An portán is "the crab".
The an before the verb (an siúlann) is the question particle (interrogative verbal particle), the an before the noun (an portán) is the definite article "the".
Siúlann an portán - "The crab walks"
An siúlann an portán? - "Does the crab walk? "
In most of the English-speaking world, "Ye" is considered archaic, and you'd be unlikely to encounter it in everyday speech.
Apparently "ye" is still current in parts of England, Ireland, and eastern Canada (Newfoundland and Labrador). It may also occasionally be encountered in certain ethnic/religious communities (e.g., Amish, Quakers) in North America, amongst whom it has been retained as a formality.

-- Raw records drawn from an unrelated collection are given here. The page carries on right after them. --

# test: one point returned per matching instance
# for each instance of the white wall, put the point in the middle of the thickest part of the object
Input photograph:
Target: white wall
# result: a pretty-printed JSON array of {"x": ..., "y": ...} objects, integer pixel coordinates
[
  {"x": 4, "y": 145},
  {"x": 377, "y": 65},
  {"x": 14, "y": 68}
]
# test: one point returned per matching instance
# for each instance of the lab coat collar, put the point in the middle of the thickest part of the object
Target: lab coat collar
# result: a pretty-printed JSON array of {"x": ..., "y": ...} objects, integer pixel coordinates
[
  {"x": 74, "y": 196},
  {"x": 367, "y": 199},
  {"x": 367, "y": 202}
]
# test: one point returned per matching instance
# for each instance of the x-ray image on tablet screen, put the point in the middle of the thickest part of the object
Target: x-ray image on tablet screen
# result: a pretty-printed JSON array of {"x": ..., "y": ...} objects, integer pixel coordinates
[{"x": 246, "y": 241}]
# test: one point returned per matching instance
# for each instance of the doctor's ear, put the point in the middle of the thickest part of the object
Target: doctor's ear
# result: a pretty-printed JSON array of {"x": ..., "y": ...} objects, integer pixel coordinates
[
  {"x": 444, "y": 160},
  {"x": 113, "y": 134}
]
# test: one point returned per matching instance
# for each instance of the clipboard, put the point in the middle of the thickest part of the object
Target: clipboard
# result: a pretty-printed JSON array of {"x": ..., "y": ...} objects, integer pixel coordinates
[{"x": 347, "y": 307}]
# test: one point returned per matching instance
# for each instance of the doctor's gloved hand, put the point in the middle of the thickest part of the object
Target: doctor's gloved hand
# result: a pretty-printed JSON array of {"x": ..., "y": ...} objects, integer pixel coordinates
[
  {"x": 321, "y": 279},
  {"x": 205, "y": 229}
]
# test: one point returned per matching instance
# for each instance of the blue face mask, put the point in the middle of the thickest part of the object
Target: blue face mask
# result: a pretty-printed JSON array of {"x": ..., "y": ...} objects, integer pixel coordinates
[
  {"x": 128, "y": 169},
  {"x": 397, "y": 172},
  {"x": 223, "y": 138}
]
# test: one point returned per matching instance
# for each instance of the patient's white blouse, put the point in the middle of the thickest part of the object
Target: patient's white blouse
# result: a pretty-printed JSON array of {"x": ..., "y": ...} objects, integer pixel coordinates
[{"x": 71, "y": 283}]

Most of the English-speaking world seems to get by without a plural "you", but it can certainly be a useful construction... Other modern versions include "y'all" in the American South and "youse" or "you 'uns" (very informal/non-standard) in the northeastern U.S. And, come to think of it, "you lot" in the U.K.
"ye" isn't encountered much in written English, but it is common in spoken English in some places, and for the purposes of a course on Irish, one of the places where "ye" is widespread in spoken English is Ireland.

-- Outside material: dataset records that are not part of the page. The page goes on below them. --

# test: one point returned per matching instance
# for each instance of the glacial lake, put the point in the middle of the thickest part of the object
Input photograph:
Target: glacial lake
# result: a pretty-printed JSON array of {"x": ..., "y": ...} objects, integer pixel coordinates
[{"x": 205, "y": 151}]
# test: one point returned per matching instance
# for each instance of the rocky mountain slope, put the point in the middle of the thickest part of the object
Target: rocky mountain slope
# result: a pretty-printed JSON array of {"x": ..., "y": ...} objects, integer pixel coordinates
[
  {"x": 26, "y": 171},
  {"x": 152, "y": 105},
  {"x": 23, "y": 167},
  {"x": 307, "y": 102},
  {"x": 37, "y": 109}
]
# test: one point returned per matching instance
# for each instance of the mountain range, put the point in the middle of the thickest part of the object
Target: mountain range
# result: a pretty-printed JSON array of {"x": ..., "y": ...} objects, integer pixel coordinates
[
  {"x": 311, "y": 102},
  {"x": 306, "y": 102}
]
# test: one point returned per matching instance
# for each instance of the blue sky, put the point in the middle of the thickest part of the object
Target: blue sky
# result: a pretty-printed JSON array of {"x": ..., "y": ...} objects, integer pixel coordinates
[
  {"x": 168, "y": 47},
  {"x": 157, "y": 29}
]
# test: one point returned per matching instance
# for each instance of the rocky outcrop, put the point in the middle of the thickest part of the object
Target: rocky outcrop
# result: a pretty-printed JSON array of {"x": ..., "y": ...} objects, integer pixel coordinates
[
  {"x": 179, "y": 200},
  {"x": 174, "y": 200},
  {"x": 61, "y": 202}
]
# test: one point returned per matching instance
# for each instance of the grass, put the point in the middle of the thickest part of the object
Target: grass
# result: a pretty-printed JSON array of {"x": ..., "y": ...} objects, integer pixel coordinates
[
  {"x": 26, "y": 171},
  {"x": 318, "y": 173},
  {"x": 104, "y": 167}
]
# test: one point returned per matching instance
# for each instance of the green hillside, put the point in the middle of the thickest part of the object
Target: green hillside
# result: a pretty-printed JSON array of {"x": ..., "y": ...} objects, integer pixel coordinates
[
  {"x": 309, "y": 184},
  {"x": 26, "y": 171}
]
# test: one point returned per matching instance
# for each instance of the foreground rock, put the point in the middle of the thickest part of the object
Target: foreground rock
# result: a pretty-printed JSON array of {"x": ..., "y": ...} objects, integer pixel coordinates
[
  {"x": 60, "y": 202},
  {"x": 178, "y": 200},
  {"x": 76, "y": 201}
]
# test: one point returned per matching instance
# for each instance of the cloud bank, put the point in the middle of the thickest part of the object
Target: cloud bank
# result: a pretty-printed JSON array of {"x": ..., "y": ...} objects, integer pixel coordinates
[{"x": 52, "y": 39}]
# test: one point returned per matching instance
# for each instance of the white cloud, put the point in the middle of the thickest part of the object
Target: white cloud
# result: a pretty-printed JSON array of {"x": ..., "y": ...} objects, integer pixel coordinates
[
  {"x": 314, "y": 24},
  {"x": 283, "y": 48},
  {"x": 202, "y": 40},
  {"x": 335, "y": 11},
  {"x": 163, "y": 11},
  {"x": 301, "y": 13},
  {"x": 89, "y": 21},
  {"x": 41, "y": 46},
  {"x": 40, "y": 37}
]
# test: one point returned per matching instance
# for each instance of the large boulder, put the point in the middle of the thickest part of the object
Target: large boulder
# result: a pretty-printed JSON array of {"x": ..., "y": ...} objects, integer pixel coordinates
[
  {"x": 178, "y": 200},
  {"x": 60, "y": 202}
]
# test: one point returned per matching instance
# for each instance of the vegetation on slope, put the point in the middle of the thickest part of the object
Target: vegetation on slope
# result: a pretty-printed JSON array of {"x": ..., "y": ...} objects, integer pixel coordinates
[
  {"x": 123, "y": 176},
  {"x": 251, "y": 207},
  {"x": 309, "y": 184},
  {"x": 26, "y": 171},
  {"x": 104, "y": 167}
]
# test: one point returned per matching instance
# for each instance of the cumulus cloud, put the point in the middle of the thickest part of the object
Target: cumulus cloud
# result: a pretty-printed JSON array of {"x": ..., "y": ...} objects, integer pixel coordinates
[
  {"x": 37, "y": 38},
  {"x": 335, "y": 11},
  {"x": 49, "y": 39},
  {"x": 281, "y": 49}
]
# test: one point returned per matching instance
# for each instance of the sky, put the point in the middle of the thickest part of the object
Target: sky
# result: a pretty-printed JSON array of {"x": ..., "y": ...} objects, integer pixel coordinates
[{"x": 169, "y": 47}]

"y'all" is getting the "vous" treatment - it is increasingly used as a polite (but informal) singular "you" for addressing someone that you don't know. As such, it isn't necessarily a good translation of sibh and it's associated prepositional pronouns.

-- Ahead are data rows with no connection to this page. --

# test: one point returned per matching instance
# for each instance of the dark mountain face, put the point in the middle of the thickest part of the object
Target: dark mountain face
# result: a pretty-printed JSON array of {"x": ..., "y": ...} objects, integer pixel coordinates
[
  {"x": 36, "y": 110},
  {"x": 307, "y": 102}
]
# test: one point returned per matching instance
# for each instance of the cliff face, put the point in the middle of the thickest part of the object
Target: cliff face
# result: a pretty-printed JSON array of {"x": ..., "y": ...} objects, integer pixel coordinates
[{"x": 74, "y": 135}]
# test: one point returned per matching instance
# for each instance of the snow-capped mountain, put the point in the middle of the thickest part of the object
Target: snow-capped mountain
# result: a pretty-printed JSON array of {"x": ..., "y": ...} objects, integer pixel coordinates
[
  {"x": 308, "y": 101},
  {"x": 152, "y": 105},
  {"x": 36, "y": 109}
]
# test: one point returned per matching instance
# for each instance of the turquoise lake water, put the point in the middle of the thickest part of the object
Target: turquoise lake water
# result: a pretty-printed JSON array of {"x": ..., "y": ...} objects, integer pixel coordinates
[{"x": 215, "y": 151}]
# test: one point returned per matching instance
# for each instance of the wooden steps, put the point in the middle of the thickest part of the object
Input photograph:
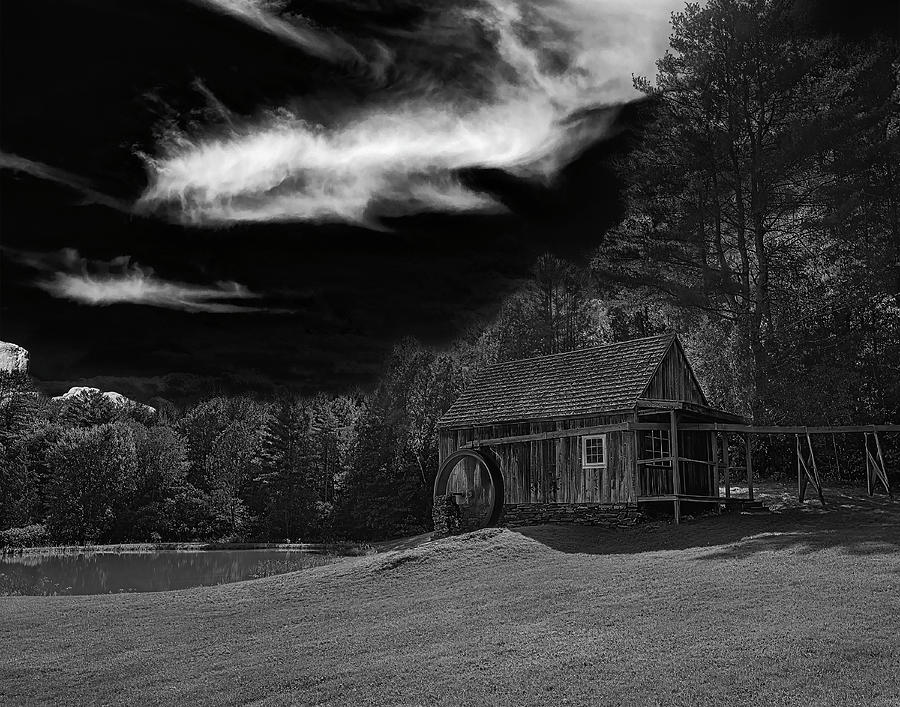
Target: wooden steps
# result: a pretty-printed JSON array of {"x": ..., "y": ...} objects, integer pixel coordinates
[{"x": 753, "y": 508}]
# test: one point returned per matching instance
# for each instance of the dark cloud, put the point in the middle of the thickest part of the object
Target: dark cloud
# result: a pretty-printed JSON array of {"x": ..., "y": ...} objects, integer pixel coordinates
[
  {"x": 120, "y": 281},
  {"x": 107, "y": 89}
]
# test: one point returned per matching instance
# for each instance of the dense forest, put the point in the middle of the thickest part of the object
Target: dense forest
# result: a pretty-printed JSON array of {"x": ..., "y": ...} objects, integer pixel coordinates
[{"x": 761, "y": 223}]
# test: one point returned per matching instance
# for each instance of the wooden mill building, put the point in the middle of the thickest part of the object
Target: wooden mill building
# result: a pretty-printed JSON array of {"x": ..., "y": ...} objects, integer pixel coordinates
[{"x": 586, "y": 436}]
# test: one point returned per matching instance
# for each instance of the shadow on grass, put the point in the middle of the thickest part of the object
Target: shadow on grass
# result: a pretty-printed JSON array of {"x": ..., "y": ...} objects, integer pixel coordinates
[{"x": 852, "y": 522}]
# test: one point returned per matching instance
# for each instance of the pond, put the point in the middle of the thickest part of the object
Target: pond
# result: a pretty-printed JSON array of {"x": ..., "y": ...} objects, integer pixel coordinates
[{"x": 108, "y": 572}]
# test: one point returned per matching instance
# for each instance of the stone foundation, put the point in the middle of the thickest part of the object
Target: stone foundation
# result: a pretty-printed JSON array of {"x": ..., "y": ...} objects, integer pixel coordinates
[{"x": 617, "y": 515}]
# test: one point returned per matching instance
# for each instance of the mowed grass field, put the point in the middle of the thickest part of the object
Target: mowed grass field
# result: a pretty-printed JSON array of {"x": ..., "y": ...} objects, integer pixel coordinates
[{"x": 798, "y": 608}]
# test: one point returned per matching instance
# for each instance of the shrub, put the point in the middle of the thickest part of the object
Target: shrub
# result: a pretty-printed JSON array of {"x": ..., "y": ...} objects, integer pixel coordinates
[{"x": 29, "y": 536}]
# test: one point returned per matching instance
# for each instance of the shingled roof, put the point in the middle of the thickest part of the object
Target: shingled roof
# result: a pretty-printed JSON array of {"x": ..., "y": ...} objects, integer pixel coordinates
[{"x": 596, "y": 380}]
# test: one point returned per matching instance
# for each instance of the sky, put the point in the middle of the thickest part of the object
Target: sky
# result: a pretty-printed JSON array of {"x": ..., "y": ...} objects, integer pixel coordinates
[{"x": 224, "y": 195}]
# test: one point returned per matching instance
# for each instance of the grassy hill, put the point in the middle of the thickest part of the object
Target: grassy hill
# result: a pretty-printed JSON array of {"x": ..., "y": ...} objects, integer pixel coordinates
[{"x": 798, "y": 608}]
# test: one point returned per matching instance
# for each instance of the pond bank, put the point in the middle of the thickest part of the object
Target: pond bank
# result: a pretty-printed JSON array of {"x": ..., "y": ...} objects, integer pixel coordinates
[{"x": 337, "y": 548}]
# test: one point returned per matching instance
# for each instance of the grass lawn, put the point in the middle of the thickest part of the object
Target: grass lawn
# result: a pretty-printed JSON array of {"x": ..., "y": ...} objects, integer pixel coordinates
[{"x": 798, "y": 608}]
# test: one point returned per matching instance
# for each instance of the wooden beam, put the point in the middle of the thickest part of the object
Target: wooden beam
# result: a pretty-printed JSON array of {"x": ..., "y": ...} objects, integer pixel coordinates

Both Irish and English differentiate between the simple present siúlann an portán chugat/"the crab walks to(wards) you" and the present progressive Tá an portán ag siúl chugat/"the crab is walking to(wards) you".
"Is the crab walking to you?" - an bhfuil an portán ag siúl chugat?
Irish and English both differentiate between the simple present and the present progressive. They aren't interchangeable, though not all languages make the same distinction.
An siúlann an portán chugaibh? - "Does the crab walk to you?"
An bhfuil an portán ag siúil chugaibh? - "Is the crab walking to you?"